Submitted for your perusal: a partial list of emotional traumas…
… that are piled on top of the many physical traumas already inflicted by Lynch Syndrome, colon cancer, Muire-Torre Syndrome, various skin cancers, leukemia, and prostate cancer or by the treatments, side effects, and side effect mitigation efforts for all the above.
Note: Some fall into the “one and done” category. Alas, most do not.
The ever-present threat of recurrence.
The dark cloud of cancer progression, not because it might happen, but because it already has happened… many times over.
The ever-present threat of new cancers developing.
The ever-present threat of life-threatening side effects.
Not knowing for months if a treatment is going to be effective.
The anxiety of waiting for test results.
False negatives.
False positives.
Not knowing what is causing a particular pain.

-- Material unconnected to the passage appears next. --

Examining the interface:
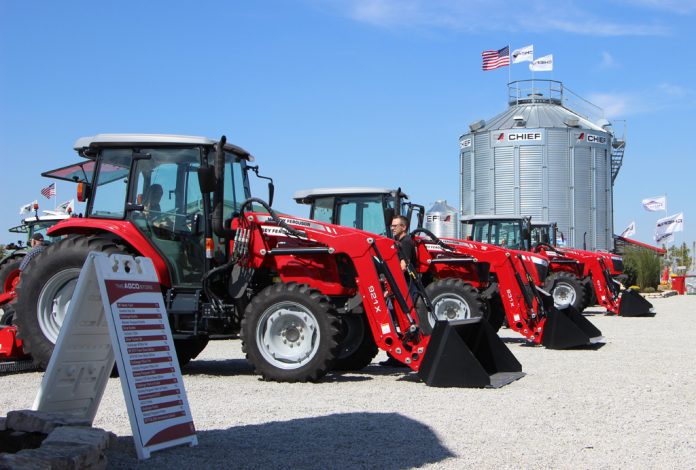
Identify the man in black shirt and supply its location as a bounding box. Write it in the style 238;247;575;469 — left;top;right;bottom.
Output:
391;215;416;272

Not knowing enough about the diagnosis and staging to make an informed decision.
Rumination about the best and worst that can happen.
The dread of knowing that something is going to hurt physically.
The dread of knowing that certain side effects are virtually guaranteed to occur.
The dread of all that precious time things will take to heal.
Fear of looking into the toilet every time you pee because you might see blood in your urine.
Fear of looking in the mirror because you might notice a skin lesion you didn’t notice before.
The jolt to your system when you notice an alarming symptom you did not notice just one heartbeat before.
The stress of doing triage on yourself when a new and alarming symptom pops up.
Cancer nightmares that interrupt even the temporary escape of sleep.
The never-ending stress of having multiple time bombs ticking away inside you and not knowing how much time is left on the clock.
The whiplash between hope and despair as you revise your life expectancy up and down and down and up and up and down and down and up and down.
The stress of deciding who, what, when, how, and if to tell family and friends about what’s going on with you—and preparing them for the worst.
Grief for all that precious time and energy lost forever… time you’d rather spend on living, not being a cancer patient.
Doing all this while immunocompromised in the midst of a pandemic and having to deal with anti-vaxxers and anti-maskers.
Regret for anything you should have done differently… not just with respect to your cancer journey, but in your life in general.
The loneliness of it all–because you don’t want to be a burden on anyone.
I think a big fear for me would be the thought of dying with something partially done. Or something that I want to do that I haven’t gotten around to yet – which for you must be somewhat extensive because you feel like shit all the time. Your list is a lot to deal with. Not certain that I could.
You just nailed what is the greatest pain of all, Jeff.
That said, I am one of the lucky ones… because I was gifted a sobering gut-wrenching wakeup call at the age 44 that put me on a path of pursuing my dreams with such amplitude in the 19 years hence that I have no regrets or resentments. Lots more to share on my experience and this topic in a future post.
Thanks yet again for having the guts to walk with me, man.